I had to solve a little problem today (trimming trailing whitespace in a MS Word document that the PDF converter had added to each and every cell), and I quickly found out that this isn't possible using the standard Word interface, so wrote a small VBA script:
Sub TrimCellSpaces()
Dim itable As Table
Dim C As Cell
For Each itable In ThisDocument.Tables
For Each C In itable.Range.Cells
C.Range.Text = Trim(C.Range.Text)
Next
Next
End Sub
I was surprised that not only did this fail to remove the trailing spaces, it even added paragraph markers at the end of each cell. So I tried a regex approach:
Sub TrimCellSpaces()
Dim myRE As New RegExp
Dim itable As Table
Dim C As Cell
myRE.Pattern = "\s+$"
For Each itable In ThisDocument.Tables
For Each C In itable.Range.Cells
With myRE
C.Range.Text = .Replace(C.Range.Text, "")
End With
Next
Next
End Sub
Same result. I added a breakpoint, copied the value of C.Range.Text (before replacement) into a hex editor and found that it ended in the hex sequence 0D 0D 07 (07 is the ASCII Bell character (!)).

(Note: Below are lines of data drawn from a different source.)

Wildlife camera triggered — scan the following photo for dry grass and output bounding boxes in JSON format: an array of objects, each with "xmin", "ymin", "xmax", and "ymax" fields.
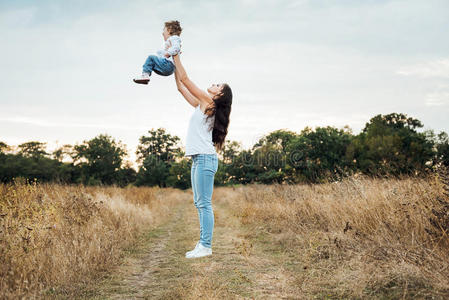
[
  {"xmin": 0, "ymin": 182, "xmax": 183, "ymax": 299},
  {"xmin": 214, "ymin": 171, "xmax": 449, "ymax": 299}
]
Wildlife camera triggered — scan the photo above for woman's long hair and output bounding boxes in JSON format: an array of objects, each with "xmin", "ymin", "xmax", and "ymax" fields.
[{"xmin": 205, "ymin": 83, "xmax": 232, "ymax": 151}]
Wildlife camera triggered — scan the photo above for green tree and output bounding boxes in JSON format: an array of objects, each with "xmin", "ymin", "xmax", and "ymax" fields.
[
  {"xmin": 74, "ymin": 134, "xmax": 126, "ymax": 185},
  {"xmin": 348, "ymin": 113, "xmax": 434, "ymax": 175},
  {"xmin": 287, "ymin": 126, "xmax": 352, "ymax": 182},
  {"xmin": 19, "ymin": 141, "xmax": 48, "ymax": 157},
  {"xmin": 136, "ymin": 128, "xmax": 188, "ymax": 187}
]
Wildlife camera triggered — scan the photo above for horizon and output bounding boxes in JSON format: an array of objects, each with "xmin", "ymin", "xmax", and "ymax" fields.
[{"xmin": 0, "ymin": 1, "xmax": 449, "ymax": 166}]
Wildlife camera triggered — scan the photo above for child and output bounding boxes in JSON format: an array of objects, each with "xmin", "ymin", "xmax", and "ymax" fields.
[{"xmin": 133, "ymin": 21, "xmax": 182, "ymax": 84}]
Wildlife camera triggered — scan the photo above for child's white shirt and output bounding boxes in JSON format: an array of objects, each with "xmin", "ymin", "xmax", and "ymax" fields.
[{"xmin": 156, "ymin": 35, "xmax": 181, "ymax": 63}]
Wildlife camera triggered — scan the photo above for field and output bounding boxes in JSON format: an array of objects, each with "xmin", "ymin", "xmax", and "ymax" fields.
[{"xmin": 0, "ymin": 177, "xmax": 449, "ymax": 299}]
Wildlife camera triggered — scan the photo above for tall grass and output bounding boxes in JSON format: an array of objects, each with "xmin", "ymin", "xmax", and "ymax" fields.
[
  {"xmin": 0, "ymin": 182, "xmax": 183, "ymax": 299},
  {"xmin": 214, "ymin": 171, "xmax": 449, "ymax": 298}
]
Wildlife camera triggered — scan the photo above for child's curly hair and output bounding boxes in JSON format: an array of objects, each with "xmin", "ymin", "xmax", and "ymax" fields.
[{"xmin": 165, "ymin": 21, "xmax": 182, "ymax": 35}]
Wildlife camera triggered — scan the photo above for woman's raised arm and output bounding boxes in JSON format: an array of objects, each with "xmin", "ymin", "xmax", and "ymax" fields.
[
  {"xmin": 173, "ymin": 54, "xmax": 213, "ymax": 104},
  {"xmin": 175, "ymin": 72, "xmax": 200, "ymax": 107}
]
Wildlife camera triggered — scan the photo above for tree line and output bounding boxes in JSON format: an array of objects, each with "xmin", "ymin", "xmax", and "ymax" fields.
[{"xmin": 0, "ymin": 113, "xmax": 449, "ymax": 189}]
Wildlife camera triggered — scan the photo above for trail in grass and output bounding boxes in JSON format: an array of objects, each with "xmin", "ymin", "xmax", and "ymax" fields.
[{"xmin": 85, "ymin": 194, "xmax": 300, "ymax": 299}]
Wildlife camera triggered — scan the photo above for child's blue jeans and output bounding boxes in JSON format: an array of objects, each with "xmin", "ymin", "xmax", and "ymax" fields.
[
  {"xmin": 143, "ymin": 55, "xmax": 175, "ymax": 76},
  {"xmin": 191, "ymin": 154, "xmax": 218, "ymax": 248}
]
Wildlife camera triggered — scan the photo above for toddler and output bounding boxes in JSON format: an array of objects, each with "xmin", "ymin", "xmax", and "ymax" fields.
[{"xmin": 133, "ymin": 21, "xmax": 182, "ymax": 84}]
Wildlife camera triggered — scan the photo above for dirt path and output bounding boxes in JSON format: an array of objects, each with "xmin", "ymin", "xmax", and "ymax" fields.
[{"xmin": 81, "ymin": 192, "xmax": 300, "ymax": 299}]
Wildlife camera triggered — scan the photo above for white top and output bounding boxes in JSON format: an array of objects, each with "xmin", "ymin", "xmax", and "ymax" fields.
[
  {"xmin": 184, "ymin": 104, "xmax": 217, "ymax": 156},
  {"xmin": 156, "ymin": 35, "xmax": 181, "ymax": 63}
]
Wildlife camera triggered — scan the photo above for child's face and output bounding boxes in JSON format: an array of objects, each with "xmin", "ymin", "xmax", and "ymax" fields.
[
  {"xmin": 207, "ymin": 83, "xmax": 223, "ymax": 96},
  {"xmin": 162, "ymin": 26, "xmax": 170, "ymax": 40}
]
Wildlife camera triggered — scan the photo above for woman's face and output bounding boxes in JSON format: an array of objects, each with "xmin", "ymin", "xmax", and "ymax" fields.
[{"xmin": 207, "ymin": 83, "xmax": 223, "ymax": 96}]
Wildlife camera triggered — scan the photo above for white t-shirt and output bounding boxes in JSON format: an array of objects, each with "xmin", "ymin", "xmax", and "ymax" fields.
[
  {"xmin": 184, "ymin": 104, "xmax": 217, "ymax": 156},
  {"xmin": 156, "ymin": 35, "xmax": 181, "ymax": 63}
]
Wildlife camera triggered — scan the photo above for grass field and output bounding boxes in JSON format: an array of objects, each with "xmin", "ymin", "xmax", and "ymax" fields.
[{"xmin": 0, "ymin": 172, "xmax": 449, "ymax": 299}]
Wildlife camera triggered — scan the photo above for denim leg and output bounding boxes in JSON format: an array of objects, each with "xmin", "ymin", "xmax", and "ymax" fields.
[
  {"xmin": 142, "ymin": 55, "xmax": 175, "ymax": 76},
  {"xmin": 195, "ymin": 154, "xmax": 218, "ymax": 248},
  {"xmin": 190, "ymin": 158, "xmax": 202, "ymax": 238}
]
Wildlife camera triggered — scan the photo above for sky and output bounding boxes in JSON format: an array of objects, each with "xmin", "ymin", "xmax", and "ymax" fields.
[{"xmin": 0, "ymin": 0, "xmax": 449, "ymax": 166}]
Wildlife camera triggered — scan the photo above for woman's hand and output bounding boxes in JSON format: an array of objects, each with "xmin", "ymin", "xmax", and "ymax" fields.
[{"xmin": 173, "ymin": 54, "xmax": 213, "ymax": 105}]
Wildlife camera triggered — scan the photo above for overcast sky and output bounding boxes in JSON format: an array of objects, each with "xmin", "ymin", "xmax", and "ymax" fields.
[{"xmin": 0, "ymin": 0, "xmax": 449, "ymax": 164}]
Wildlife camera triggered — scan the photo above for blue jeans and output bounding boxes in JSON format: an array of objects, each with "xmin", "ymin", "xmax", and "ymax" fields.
[
  {"xmin": 142, "ymin": 55, "xmax": 175, "ymax": 76},
  {"xmin": 190, "ymin": 154, "xmax": 218, "ymax": 248}
]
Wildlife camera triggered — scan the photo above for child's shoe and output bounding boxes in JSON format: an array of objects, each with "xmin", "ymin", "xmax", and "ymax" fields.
[
  {"xmin": 186, "ymin": 243, "xmax": 212, "ymax": 258},
  {"xmin": 186, "ymin": 241, "xmax": 200, "ymax": 257},
  {"xmin": 133, "ymin": 72, "xmax": 150, "ymax": 84}
]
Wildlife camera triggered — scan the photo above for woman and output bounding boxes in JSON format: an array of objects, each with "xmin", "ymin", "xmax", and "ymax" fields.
[{"xmin": 173, "ymin": 54, "xmax": 232, "ymax": 258}]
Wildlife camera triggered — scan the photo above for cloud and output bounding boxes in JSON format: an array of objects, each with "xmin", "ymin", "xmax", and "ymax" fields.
[
  {"xmin": 425, "ymin": 84, "xmax": 449, "ymax": 106},
  {"xmin": 396, "ymin": 58, "xmax": 449, "ymax": 78}
]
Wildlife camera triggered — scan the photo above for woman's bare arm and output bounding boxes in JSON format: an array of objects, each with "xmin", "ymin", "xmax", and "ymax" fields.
[
  {"xmin": 175, "ymin": 72, "xmax": 199, "ymax": 107},
  {"xmin": 173, "ymin": 54, "xmax": 213, "ymax": 105}
]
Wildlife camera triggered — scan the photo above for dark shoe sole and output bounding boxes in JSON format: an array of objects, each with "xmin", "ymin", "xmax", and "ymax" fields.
[{"xmin": 133, "ymin": 79, "xmax": 150, "ymax": 84}]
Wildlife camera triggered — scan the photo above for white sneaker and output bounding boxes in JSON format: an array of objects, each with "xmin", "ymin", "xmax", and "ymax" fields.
[
  {"xmin": 186, "ymin": 243, "xmax": 212, "ymax": 258},
  {"xmin": 133, "ymin": 72, "xmax": 150, "ymax": 84},
  {"xmin": 186, "ymin": 241, "xmax": 200, "ymax": 257}
]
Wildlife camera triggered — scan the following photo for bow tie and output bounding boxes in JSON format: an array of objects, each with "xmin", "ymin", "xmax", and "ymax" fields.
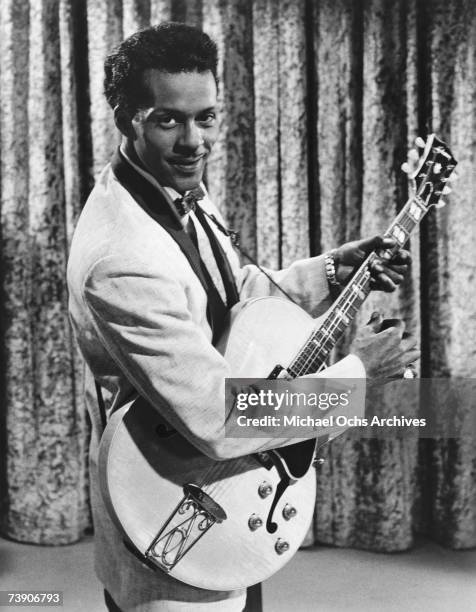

I changed the regex to \s+(?!.*\w), and the script worked flawlessly. After the replace operation, the value of C.Range.Text ended only in 0D 07 (one 0D fewer).
I also tried this with a newly created table, not one generated by Word's PDF importer - same results.
What's going on here? Is Word using 0D 0D 07 as an "end of cell" marker? Or is it 0D 07? Why did \s+ remove only one 0D?